Vallarsa, l’eremo di Colombano e i cimeli di guerraDa Rovereto un itinerario che intreccia la storia del santo irlandese e quella dei fanti del ’15-18

Con il nuovo anno s’inizia a pensare alle celebrazioni per il centenario della Grande Guerra. L’Italia, come noto, entrò in guerra solo nel 1915, ma ci sono regioni del nostro paese dove si lavora già da tempo sull’argomento, perché nel 1914 appartenevano all’Impero Austro-Ungarico, coinvolto da subito nel conflitto. Un esempio è la Vallarsa, in Trentino, che da Rovereto volge a Sud-Est e si inerpica fra il Pasubio e le Piccole Dolomiti.

La valle, percorsa dal torrente Leno, inizia improvvisa appena oltre il centro storico di Rovereto. La stretta gola del corso d’acqua regala una visione fiabesca coll’apparire improvviso dell’eremo di San Colombano addossato alla strapiombante parete di roccia. La leggenda locale racconta che il santo irlandese giunto in questo punto della valle uccise un pericoloso drago, un basilisco, e si installò nell’antro scavato nella roccia che divenne il suo luogo di romitaggio. Colombano non fu l’unico ad arrivare da Nord. La valle venne infatti colonizzata, a partire dal 1200, da contadini di origine germanica chiamati dai Vescovi di Trento per dissodare quelle magre terre.  

Il problema di essere zona di confine fra due civiltà si ripropone drammaticamente proprio nel corso della Prima guerra mondiale quando, tra il 1915 e il 1916, la Vallarsa diviene il fronte su cui si attestano i due eserciti.

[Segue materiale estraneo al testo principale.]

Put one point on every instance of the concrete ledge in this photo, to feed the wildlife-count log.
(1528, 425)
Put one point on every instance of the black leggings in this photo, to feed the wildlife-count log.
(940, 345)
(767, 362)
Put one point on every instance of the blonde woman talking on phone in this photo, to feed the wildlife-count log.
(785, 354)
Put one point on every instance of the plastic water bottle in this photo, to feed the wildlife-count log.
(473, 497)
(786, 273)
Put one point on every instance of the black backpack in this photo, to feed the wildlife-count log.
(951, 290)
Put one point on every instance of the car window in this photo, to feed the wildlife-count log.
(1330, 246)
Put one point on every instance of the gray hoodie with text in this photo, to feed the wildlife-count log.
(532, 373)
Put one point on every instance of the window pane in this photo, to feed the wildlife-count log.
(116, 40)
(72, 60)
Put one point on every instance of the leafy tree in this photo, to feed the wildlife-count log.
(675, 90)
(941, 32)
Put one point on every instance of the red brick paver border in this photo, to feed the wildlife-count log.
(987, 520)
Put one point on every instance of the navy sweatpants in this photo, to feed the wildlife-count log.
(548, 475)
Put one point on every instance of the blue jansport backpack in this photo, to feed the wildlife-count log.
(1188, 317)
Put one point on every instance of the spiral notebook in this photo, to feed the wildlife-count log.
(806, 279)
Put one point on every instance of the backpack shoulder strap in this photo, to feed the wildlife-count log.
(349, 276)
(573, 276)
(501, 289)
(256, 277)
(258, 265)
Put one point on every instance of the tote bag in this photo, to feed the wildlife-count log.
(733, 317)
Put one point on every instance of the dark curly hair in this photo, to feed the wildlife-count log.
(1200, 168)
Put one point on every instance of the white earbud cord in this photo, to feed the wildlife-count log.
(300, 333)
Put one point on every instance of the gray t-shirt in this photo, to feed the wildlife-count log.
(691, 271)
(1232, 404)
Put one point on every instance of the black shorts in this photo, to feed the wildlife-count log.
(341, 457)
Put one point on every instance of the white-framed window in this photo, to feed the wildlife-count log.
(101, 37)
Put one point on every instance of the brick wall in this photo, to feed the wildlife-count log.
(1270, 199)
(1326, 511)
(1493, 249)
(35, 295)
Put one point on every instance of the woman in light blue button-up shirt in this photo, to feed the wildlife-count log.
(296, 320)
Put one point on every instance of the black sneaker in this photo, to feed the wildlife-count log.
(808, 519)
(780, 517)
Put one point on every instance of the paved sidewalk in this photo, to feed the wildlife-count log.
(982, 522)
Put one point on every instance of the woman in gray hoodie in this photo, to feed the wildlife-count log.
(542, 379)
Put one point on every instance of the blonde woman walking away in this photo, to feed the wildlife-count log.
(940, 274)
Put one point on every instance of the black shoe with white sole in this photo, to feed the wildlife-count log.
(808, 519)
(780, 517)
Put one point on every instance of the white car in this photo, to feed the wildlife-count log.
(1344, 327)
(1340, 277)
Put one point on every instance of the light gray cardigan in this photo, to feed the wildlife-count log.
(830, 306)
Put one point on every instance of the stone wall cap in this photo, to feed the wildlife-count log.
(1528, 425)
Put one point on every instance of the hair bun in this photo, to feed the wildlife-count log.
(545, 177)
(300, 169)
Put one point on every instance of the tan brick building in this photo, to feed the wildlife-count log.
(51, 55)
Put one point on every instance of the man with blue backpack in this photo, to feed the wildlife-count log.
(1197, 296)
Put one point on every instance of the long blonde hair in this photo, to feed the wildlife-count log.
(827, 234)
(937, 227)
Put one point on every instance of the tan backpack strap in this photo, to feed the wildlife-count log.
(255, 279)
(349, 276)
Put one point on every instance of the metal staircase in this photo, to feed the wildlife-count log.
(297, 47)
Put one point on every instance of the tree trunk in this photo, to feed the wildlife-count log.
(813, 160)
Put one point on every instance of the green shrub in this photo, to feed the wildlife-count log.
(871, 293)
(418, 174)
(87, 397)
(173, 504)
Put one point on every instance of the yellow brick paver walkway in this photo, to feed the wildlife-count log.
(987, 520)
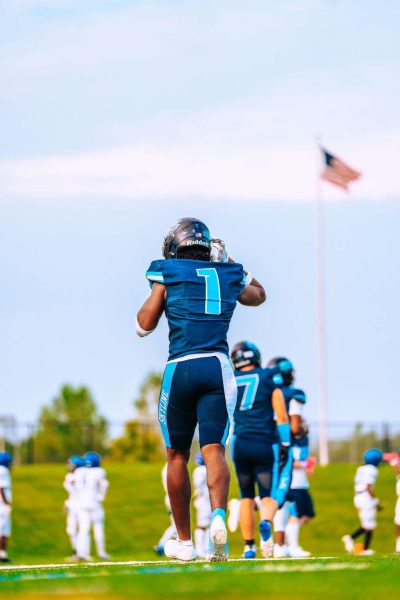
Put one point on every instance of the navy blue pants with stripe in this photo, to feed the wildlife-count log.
(257, 462)
(194, 392)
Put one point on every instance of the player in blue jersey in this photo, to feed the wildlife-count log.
(197, 286)
(295, 400)
(260, 445)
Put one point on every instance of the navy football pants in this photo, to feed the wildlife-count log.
(201, 391)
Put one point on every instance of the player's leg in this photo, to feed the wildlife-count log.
(217, 389)
(266, 472)
(302, 510)
(280, 521)
(83, 538)
(397, 523)
(177, 417)
(244, 466)
(5, 531)
(98, 533)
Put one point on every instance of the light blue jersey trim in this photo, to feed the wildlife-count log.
(155, 276)
(164, 401)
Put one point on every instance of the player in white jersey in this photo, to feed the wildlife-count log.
(91, 486)
(5, 503)
(71, 504)
(203, 507)
(394, 460)
(170, 532)
(365, 500)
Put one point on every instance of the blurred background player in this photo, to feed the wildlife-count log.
(295, 400)
(203, 507)
(198, 290)
(260, 445)
(71, 503)
(393, 459)
(299, 500)
(5, 503)
(91, 485)
(170, 532)
(365, 501)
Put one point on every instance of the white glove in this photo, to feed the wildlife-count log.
(218, 251)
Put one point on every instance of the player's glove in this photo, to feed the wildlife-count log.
(218, 251)
(283, 455)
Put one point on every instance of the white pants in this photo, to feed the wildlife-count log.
(88, 518)
(5, 520)
(203, 511)
(366, 506)
(397, 513)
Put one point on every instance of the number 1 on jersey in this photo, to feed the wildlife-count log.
(213, 291)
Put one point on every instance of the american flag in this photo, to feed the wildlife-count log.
(337, 172)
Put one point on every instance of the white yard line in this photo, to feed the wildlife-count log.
(157, 563)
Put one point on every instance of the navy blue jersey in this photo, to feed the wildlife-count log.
(254, 415)
(292, 393)
(200, 301)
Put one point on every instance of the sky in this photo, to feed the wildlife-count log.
(119, 117)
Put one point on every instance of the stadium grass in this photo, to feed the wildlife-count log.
(136, 518)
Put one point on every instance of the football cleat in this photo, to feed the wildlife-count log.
(181, 550)
(266, 542)
(281, 551)
(249, 551)
(298, 552)
(218, 542)
(233, 518)
(348, 543)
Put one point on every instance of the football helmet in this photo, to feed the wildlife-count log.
(373, 456)
(92, 459)
(186, 233)
(285, 367)
(244, 354)
(5, 459)
(76, 461)
(198, 459)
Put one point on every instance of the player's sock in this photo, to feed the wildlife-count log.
(218, 540)
(358, 532)
(368, 538)
(292, 533)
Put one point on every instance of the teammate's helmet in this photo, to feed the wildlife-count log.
(285, 367)
(92, 459)
(187, 235)
(373, 456)
(5, 459)
(76, 461)
(199, 459)
(244, 354)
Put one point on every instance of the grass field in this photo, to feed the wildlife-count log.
(136, 518)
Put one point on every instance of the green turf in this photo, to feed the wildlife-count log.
(136, 515)
(348, 578)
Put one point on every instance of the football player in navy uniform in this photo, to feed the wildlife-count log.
(197, 286)
(260, 445)
(295, 400)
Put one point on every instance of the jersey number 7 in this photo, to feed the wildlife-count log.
(250, 383)
(213, 291)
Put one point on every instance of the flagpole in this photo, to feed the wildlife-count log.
(321, 320)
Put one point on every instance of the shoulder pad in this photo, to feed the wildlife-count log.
(299, 395)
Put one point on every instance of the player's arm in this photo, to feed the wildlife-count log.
(3, 496)
(151, 311)
(253, 293)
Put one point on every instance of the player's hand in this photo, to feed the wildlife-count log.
(283, 455)
(218, 251)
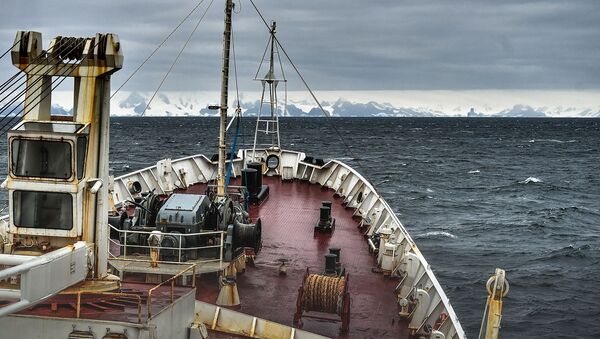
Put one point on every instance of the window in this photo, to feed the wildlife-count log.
(81, 150)
(43, 210)
(41, 158)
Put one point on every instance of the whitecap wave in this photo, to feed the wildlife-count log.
(554, 141)
(531, 180)
(436, 234)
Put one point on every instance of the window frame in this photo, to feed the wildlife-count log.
(14, 206)
(72, 150)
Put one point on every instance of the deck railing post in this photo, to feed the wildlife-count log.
(78, 304)
(125, 246)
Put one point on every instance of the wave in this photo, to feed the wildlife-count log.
(531, 180)
(570, 251)
(435, 234)
(553, 140)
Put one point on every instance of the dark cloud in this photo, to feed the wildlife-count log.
(344, 45)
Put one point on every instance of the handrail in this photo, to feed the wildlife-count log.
(78, 305)
(179, 248)
(172, 281)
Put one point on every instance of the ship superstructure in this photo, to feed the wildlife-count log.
(260, 242)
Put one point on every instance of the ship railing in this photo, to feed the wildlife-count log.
(171, 281)
(113, 294)
(123, 234)
(58, 270)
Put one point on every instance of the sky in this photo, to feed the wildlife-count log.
(340, 45)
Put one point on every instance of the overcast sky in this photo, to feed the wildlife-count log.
(341, 44)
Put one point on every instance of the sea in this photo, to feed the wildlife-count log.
(474, 193)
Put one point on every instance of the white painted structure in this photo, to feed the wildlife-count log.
(398, 254)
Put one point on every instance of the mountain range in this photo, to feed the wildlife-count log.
(362, 104)
(375, 104)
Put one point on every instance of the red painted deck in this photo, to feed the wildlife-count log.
(288, 218)
(109, 307)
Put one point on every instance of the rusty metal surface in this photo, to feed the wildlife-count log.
(110, 307)
(288, 217)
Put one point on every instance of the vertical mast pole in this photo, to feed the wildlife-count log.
(224, 89)
(272, 84)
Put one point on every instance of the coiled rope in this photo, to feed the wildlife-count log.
(324, 293)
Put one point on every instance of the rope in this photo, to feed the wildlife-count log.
(176, 58)
(323, 293)
(158, 47)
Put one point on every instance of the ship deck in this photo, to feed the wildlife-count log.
(130, 305)
(288, 218)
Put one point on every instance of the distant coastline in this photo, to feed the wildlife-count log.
(472, 103)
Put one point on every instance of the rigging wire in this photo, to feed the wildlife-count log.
(62, 78)
(32, 63)
(158, 47)
(50, 69)
(238, 114)
(327, 115)
(34, 83)
(177, 57)
(10, 49)
(45, 93)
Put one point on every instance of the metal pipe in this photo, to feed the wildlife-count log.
(48, 257)
(372, 245)
(10, 294)
(14, 259)
(16, 307)
(224, 89)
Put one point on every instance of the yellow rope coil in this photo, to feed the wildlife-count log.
(323, 293)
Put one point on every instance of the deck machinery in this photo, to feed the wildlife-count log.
(54, 282)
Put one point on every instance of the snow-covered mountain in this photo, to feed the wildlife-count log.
(372, 103)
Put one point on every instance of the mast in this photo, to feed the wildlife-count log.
(223, 106)
(269, 125)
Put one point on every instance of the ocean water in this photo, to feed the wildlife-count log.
(475, 194)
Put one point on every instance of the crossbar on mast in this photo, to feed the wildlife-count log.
(223, 107)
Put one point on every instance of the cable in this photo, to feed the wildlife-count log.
(327, 115)
(40, 78)
(10, 49)
(158, 47)
(177, 57)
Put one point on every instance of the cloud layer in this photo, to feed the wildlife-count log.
(343, 45)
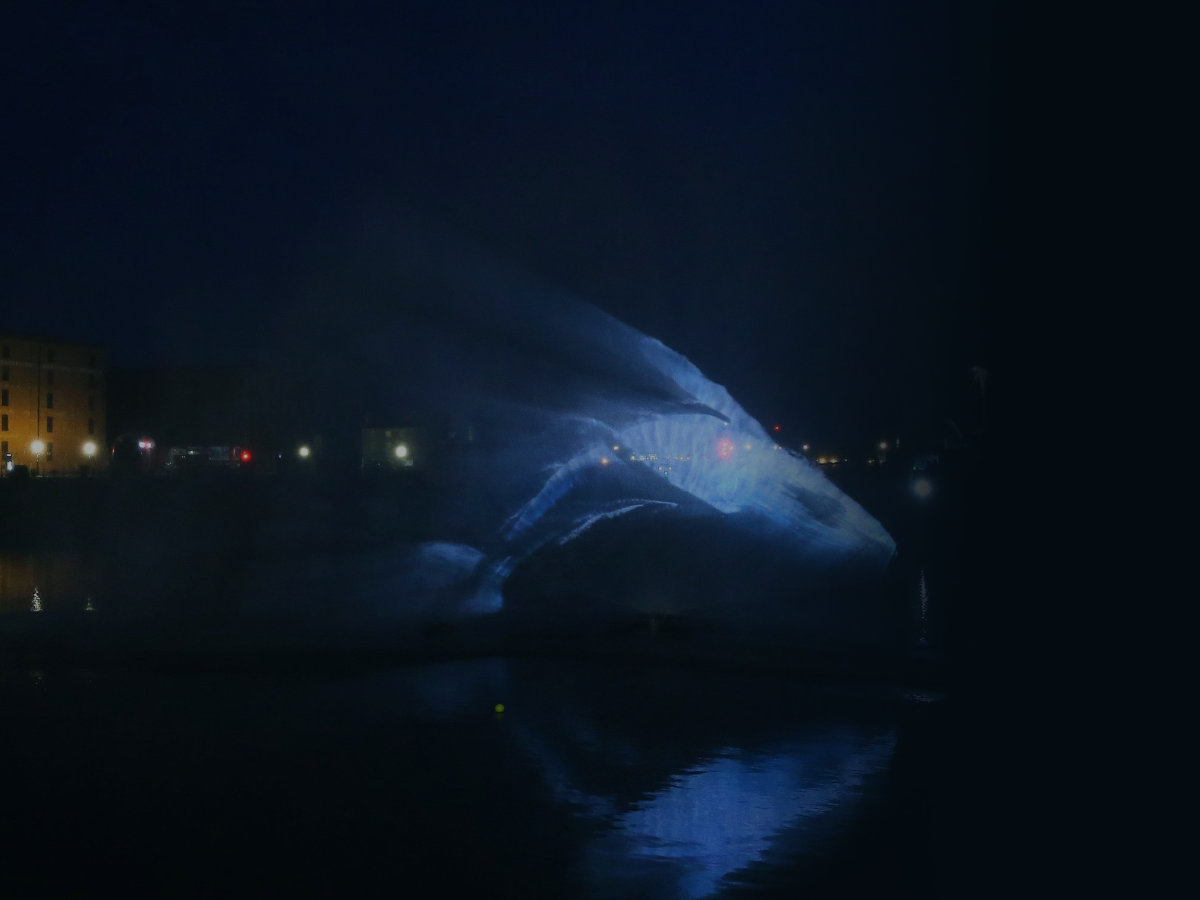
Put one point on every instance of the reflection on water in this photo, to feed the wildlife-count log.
(598, 779)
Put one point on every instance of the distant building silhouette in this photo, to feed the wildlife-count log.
(53, 405)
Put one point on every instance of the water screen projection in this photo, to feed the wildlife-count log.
(583, 463)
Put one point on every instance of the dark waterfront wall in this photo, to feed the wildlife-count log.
(209, 513)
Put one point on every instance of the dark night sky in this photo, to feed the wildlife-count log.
(795, 196)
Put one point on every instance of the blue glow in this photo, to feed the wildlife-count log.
(726, 813)
(708, 448)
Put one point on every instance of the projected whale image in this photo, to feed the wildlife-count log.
(583, 433)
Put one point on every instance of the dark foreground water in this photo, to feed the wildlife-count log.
(600, 778)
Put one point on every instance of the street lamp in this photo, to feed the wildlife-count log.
(89, 451)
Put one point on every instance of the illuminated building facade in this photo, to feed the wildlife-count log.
(53, 406)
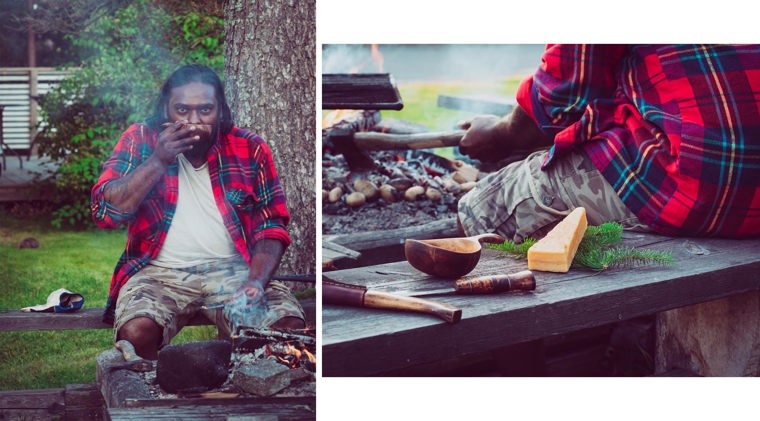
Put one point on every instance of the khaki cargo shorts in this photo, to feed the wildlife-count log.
(171, 297)
(521, 201)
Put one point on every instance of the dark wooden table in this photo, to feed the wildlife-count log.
(366, 342)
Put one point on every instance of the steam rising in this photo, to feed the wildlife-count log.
(435, 62)
(240, 312)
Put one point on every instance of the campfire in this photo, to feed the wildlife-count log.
(388, 166)
(257, 363)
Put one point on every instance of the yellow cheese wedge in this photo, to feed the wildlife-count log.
(555, 252)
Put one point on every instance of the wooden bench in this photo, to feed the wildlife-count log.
(85, 401)
(711, 292)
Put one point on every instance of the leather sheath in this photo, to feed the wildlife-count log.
(334, 292)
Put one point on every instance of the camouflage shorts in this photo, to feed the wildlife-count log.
(521, 201)
(171, 297)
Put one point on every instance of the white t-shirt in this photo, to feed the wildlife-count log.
(197, 234)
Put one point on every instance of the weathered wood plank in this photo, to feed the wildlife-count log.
(717, 338)
(48, 399)
(256, 411)
(368, 341)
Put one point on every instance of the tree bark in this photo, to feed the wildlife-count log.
(269, 68)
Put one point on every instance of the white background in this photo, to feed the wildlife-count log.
(501, 22)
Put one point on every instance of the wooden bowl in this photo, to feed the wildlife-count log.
(447, 257)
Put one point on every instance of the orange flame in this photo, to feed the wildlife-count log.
(282, 351)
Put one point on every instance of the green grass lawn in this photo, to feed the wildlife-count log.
(80, 261)
(421, 102)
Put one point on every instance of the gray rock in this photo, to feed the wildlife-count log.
(264, 377)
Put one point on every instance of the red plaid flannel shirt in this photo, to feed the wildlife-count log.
(675, 129)
(244, 183)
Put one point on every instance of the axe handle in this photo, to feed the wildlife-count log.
(373, 141)
(378, 299)
(358, 296)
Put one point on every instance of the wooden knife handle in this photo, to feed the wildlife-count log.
(491, 284)
(378, 299)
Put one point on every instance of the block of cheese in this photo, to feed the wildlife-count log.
(555, 252)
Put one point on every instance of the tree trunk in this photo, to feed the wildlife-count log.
(269, 68)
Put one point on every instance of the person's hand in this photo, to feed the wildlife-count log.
(177, 138)
(251, 292)
(485, 138)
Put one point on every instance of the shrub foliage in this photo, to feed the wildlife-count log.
(124, 58)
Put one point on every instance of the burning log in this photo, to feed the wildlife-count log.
(371, 141)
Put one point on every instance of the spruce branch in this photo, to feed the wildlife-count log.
(519, 251)
(596, 250)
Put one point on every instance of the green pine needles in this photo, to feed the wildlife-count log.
(597, 251)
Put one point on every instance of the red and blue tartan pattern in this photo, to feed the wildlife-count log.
(675, 129)
(244, 182)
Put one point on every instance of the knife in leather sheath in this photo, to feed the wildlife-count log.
(334, 292)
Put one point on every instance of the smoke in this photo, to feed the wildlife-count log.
(242, 313)
(435, 62)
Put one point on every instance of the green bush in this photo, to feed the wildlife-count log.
(125, 57)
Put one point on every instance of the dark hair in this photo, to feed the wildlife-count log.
(181, 77)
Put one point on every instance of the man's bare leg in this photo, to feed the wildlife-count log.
(144, 334)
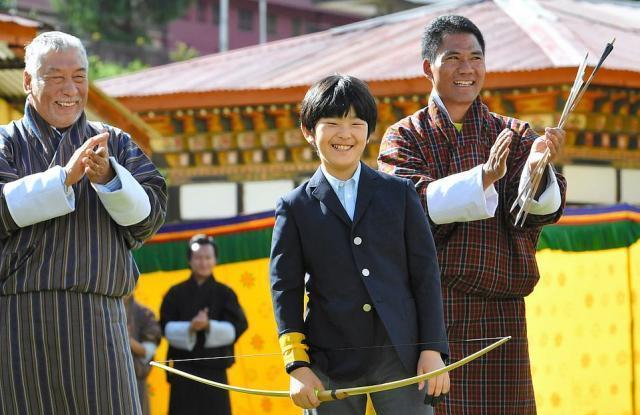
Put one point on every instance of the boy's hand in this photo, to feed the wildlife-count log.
(303, 386)
(429, 361)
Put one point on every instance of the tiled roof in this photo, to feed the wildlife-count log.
(519, 35)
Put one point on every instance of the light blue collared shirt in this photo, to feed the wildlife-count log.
(347, 191)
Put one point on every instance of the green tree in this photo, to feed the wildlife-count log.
(182, 52)
(118, 20)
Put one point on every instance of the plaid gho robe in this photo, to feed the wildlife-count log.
(487, 266)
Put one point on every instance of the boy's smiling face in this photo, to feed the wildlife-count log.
(340, 142)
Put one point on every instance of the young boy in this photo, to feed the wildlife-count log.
(358, 241)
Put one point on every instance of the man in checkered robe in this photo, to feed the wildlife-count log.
(75, 198)
(468, 165)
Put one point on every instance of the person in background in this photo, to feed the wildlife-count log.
(201, 319)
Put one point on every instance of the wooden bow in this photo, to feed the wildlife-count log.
(330, 395)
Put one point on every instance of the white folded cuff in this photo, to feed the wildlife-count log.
(461, 198)
(27, 196)
(221, 333)
(130, 204)
(149, 350)
(549, 201)
(179, 336)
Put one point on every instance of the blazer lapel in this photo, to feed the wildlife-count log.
(324, 193)
(366, 189)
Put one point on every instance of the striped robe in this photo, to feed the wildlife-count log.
(64, 346)
(488, 266)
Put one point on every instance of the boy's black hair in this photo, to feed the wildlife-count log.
(201, 239)
(334, 96)
(446, 25)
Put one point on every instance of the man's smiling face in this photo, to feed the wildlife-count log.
(458, 71)
(59, 91)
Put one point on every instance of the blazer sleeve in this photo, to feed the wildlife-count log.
(287, 271)
(424, 274)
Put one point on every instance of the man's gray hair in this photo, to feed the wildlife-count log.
(51, 42)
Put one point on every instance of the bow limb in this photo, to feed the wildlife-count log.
(249, 391)
(330, 395)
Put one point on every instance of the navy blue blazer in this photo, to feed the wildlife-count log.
(380, 267)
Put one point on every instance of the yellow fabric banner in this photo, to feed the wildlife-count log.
(581, 333)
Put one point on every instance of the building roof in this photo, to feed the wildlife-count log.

Nelle zone occupate dagli austriaci la popolazione civile, oltre 100 mila persone, venne fatta sgombrare in Austria e altre zone dell’impero. Quando rientrarono alla fine della guerra trovarono macerie e distruzioni e molti per sopravvivere si dedicarono alla ricerca di materiale bellico sui campi di battaglia. Un mestiere pericoloso e difficile raccontato, anni dopo, da Ermanno Olmi nel film I recuperanti. Per i paradossi della storia, le guide del progetto «Pasubio 100 anni» che conducono oggi le visite nei luoghi della Grande Guerra sono i nipoti o i pronipoti dei molti soldati originari della valle che combatterono nelle file dell’esercito austro-ungarico.

In Vallarsa si sta tentando di valorizzare i luoghi simbolo della guerra, come le trincee di Matassone e di Monte Testo, l’imponente Forte Pozzacchio, il sistema trincerato del Monte Zugna, le fortificazioni del Pasubio. Fra gli italiani che combatterono in Vallarsa, il più famoso è certamente il sottotenente Eugenio Montale che qui scrisse la poesia Valmorbia raccolta in Ossi di seppia. I versi appaiono incisi su una grande lapide all’interno del forte Pozzacchio. Appena più in alto, sulle creste del Pasubio, venne catturato Cesare Battisti. Quel che più commuove quando ci si muove per la valle è incontrare i piccoli cimiteri dei vinti: povere croci con un pezzo di filo spinato, simbolo della guerra di trincea. Sono le tombe di giovani provenienti dalle varie regioni dell’impero, dalla Boemia, dalla Moravia, dall’Ungheria mandati a morire sulle montagne trentine. In totale fra italiani e austro-ungarici furono circa 10 mila i morti su un totale di 100 mila militari stanziati nella zona. Proprio alla guerra sul Pasubio è dedicata la mostra in corso al Museo Storico Italiano della guerra (www.museodellaguerra.it) ospitato nel Castello di Rovereto.